Under that deal, Zambia, one of the world’s poorest countries, would receive about half the money it previously received and would be reduced to zero within five years.

While a major challenge in providing lenacapavir is the lack of staff, Ms Malyangu said, there is another that is more basic: water. The country’s largest maternal health center lacks reliable, clean water for patients to swallow initial pills.

To adapt to the reduced budget, Zambia has scaled back its HIV testing and prevention programs. Dr. Lloyd Mulenga, the program’s head, said he hoped the introduction of lenacapavir could reduce the number of new infections enough to offset much of the losses.

However, this will require health workers to educate and increase demand for the new injection. testing to determine who is HIV negative and at risk for HIV infection; and a recording system to track when people need to return for their next dose and ensure they show up for collection. To contain the epidemic, lenacapavir must reach every corner of the country.

“We will need new partnerships, new funding, new resources,” said Dr. Mulenga.

And lenacapavir must be administered outside of medical facilities – PrEP is intended for healthy people, and healthy people don’t go to hospitals.

That’s why they sent recruiters to the university’s dormitories in March for an initial experiment, accompanying interested students to the campus clinic while a team from the Department of Health drove in boxes of lenacapavir. Esther Banda, a second-year art student, joined the line.

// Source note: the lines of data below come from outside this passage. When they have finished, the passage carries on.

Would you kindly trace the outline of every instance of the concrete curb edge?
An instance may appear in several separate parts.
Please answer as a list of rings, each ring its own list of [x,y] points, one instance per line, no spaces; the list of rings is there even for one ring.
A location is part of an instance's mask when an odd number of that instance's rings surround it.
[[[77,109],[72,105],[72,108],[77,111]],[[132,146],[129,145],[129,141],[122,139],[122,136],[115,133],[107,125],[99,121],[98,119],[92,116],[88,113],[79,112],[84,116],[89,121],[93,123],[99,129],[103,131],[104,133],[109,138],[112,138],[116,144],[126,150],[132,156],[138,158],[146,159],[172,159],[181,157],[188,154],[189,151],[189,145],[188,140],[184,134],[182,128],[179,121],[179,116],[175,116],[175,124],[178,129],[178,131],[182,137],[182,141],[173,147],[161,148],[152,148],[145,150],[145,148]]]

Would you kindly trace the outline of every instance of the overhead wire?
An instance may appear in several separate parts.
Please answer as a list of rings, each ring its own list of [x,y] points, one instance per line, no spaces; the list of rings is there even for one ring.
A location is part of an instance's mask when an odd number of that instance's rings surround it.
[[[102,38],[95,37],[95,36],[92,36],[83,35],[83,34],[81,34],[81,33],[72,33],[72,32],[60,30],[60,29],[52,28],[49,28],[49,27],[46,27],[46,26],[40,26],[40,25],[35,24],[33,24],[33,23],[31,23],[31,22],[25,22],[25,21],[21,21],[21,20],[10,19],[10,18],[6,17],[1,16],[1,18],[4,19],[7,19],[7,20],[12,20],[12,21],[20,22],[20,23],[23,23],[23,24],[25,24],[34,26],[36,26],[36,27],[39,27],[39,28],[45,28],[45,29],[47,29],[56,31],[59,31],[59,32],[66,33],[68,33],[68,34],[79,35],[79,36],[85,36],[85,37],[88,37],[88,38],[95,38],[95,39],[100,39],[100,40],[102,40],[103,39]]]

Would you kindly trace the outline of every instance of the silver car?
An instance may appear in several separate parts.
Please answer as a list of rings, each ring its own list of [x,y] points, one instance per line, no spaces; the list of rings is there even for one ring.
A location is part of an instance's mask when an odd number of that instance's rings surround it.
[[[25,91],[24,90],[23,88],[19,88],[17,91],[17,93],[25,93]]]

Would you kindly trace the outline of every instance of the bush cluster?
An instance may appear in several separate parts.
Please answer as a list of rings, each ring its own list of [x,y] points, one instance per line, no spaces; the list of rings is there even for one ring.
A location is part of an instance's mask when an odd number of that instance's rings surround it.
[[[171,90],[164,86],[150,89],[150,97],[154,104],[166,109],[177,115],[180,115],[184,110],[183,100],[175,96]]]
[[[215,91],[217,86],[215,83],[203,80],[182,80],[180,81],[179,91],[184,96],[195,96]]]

College was expensive, she said, and she and her friends couldn’t get by on what their families could afford. So she said, “You find someone like a friend and they pay you something, maybe once or you see them a few times.” One of these meetings could result in a young woman with $25 in her pocket at the end of the evening – money that Ms. Banda said will pay for food, cell phone airtime and manicures.

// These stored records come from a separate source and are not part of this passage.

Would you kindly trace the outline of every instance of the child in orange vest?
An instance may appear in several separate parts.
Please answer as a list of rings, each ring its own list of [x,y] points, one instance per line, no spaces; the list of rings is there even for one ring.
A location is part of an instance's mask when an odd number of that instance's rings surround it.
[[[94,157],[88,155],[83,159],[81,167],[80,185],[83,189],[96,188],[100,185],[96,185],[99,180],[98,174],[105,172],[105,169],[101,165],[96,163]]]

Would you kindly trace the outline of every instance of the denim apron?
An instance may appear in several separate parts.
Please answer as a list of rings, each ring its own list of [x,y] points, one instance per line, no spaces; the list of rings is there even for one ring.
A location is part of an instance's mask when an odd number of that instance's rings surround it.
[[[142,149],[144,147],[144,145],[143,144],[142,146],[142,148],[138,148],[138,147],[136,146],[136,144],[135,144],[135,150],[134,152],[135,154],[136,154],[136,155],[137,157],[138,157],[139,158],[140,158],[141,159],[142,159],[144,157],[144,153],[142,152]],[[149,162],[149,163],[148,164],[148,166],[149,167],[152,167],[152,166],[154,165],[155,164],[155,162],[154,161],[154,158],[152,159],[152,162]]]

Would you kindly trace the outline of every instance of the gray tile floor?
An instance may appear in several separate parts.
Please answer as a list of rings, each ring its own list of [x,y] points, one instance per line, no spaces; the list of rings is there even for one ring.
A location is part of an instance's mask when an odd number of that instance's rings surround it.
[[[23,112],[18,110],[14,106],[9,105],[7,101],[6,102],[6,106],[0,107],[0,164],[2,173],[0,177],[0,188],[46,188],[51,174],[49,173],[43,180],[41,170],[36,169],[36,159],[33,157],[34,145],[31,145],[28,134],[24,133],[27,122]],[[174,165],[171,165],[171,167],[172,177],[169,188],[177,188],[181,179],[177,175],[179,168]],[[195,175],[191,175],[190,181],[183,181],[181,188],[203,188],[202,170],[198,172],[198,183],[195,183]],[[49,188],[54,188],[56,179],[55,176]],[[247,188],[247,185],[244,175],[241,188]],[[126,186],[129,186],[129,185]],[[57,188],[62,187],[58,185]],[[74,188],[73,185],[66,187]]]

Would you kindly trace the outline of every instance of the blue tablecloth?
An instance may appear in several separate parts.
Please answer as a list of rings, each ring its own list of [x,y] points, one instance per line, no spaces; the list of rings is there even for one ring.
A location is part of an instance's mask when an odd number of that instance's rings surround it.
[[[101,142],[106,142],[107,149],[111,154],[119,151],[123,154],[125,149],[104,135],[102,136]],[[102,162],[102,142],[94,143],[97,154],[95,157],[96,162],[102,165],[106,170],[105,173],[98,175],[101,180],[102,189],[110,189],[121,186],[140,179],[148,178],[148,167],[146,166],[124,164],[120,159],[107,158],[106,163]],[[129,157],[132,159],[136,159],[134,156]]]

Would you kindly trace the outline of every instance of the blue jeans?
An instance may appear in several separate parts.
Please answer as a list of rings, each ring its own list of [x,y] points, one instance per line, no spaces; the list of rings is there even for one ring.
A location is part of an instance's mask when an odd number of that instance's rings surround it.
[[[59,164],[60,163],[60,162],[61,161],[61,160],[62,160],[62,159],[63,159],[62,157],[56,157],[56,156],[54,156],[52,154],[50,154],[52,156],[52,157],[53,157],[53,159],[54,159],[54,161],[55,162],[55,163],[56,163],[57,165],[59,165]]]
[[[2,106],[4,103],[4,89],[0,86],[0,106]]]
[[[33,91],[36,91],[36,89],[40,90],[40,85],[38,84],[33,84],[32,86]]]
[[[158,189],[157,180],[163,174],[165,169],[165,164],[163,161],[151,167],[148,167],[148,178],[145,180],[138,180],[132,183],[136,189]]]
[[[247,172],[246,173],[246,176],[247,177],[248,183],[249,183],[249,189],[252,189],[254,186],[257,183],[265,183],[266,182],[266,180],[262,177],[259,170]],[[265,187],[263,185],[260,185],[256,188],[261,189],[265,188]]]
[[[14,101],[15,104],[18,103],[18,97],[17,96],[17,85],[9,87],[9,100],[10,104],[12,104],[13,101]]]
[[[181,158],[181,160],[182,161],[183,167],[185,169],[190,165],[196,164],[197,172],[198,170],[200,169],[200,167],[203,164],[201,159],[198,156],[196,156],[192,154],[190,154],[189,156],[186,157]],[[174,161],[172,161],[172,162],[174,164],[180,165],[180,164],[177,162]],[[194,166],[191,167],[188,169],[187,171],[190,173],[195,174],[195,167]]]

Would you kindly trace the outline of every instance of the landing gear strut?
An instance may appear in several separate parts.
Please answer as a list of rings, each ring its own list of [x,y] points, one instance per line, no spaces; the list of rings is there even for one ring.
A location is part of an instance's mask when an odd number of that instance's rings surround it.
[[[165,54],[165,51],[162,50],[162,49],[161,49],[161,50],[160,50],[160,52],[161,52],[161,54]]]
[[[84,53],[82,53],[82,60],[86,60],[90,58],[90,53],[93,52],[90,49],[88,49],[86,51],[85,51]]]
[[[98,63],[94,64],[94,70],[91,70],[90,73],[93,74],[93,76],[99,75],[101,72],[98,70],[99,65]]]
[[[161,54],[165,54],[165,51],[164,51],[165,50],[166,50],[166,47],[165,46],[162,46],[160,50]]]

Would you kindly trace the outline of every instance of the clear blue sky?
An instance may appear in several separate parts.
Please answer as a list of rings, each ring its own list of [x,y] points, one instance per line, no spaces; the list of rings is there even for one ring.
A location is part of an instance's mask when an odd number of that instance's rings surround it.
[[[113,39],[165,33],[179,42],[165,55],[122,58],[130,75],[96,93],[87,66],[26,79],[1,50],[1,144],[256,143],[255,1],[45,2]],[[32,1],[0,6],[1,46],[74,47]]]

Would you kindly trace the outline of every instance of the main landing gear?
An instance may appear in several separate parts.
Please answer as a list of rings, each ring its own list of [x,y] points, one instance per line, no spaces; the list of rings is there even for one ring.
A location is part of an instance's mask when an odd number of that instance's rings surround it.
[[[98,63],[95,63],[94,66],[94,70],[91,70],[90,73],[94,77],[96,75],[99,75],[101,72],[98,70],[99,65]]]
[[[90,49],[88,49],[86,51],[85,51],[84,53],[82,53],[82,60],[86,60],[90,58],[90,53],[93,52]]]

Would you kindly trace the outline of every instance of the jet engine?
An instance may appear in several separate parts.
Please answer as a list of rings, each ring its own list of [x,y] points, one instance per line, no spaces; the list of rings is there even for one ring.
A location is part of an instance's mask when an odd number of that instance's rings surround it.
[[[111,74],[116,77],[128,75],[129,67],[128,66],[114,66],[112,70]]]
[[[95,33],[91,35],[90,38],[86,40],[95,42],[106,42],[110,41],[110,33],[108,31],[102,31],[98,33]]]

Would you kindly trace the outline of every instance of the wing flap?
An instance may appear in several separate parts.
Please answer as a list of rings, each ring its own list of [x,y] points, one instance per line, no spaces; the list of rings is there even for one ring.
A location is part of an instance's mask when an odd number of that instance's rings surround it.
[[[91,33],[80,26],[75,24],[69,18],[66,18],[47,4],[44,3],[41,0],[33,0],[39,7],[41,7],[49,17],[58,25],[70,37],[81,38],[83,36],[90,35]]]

The students — many of them young men — cycled in and out of the injection room, a five-minute appointment that protected them for the next six months.

However, the university event was supported by five internationally funded agencies, whose continued presence in Zambia is questionable. Despite all the extra support, the rollout began hours late: Someone from the campus clinic staff was supposed to leave written authorization for the Department of Health but didn’t show up, leaving a half-dozen health care workers sitting around for hours and students brought in by recruiters wandering off.

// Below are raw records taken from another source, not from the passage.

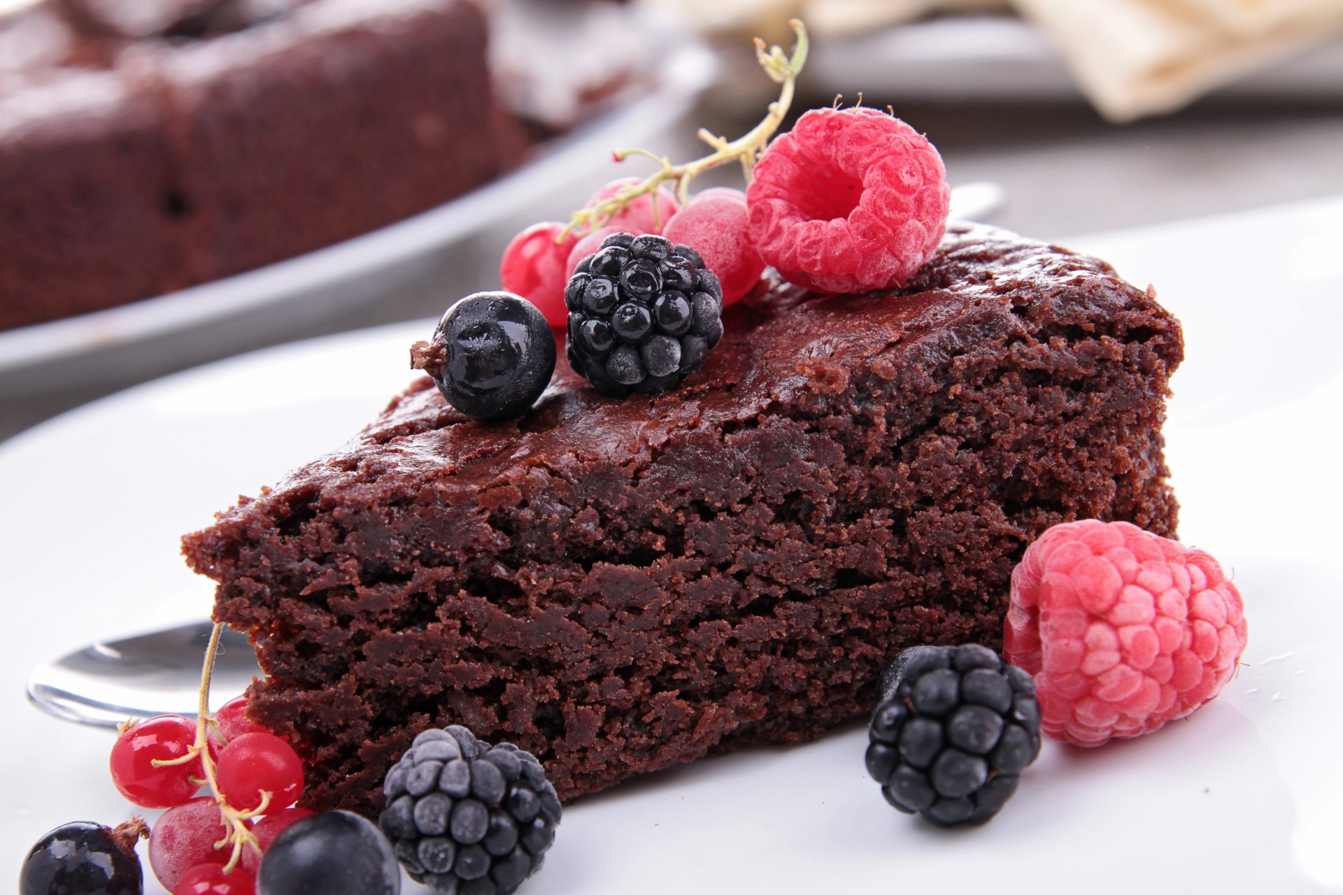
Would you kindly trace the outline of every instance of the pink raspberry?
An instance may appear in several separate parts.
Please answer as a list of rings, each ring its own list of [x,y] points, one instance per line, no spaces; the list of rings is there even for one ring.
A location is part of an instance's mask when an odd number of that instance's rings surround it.
[[[619,180],[612,180],[606,187],[592,193],[592,197],[587,201],[587,207],[591,208],[603,199],[610,199],[626,187],[633,187],[638,182],[638,177],[620,177]],[[610,220],[599,223],[603,227],[615,227],[616,231],[624,231],[626,233],[661,233],[662,227],[672,219],[672,215],[681,211],[681,203],[676,200],[676,196],[673,196],[672,191],[666,187],[658,187],[657,195],[658,208],[655,212],[653,209],[653,193],[643,193],[642,196],[637,196],[629,205],[611,215]]]
[[[1217,560],[1128,522],[1056,525],[1013,572],[1003,656],[1035,676],[1054,739],[1150,734],[1215,698],[1244,651]]]
[[[569,235],[555,242],[563,229],[564,224],[553,220],[532,224],[509,242],[500,259],[500,284],[536,305],[551,326],[564,326],[569,314],[564,307],[569,279],[564,263],[577,239]]]
[[[564,282],[568,283],[569,278],[573,276],[573,270],[579,266],[579,262],[600,248],[603,239],[619,232],[619,227],[602,227],[573,243],[573,248],[569,250],[569,258],[564,262]],[[564,313],[568,314],[568,309]]]
[[[751,238],[784,279],[822,293],[908,280],[947,228],[941,156],[876,109],[814,109],[766,149],[747,189]]]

The names and phone numbers of the students who ultimately received the injection were recorded in various paper files stacked in the remaining boxes; There was no electronic record, making it harder to track students for their next injections.

Ms Banda’s rushed appointment ended without her receiving any information about what she should do to receive an important follow-up dose six months later. A half-dozen other appointments observed by a New York Times reporter ended the same way.

“I think this could be very good for me,” said Ms. Banda, 22, who emerged from the dorm still in her pink pajamas to get lenacapavir. “I hope I find it again in six months. I hope it’s still free.”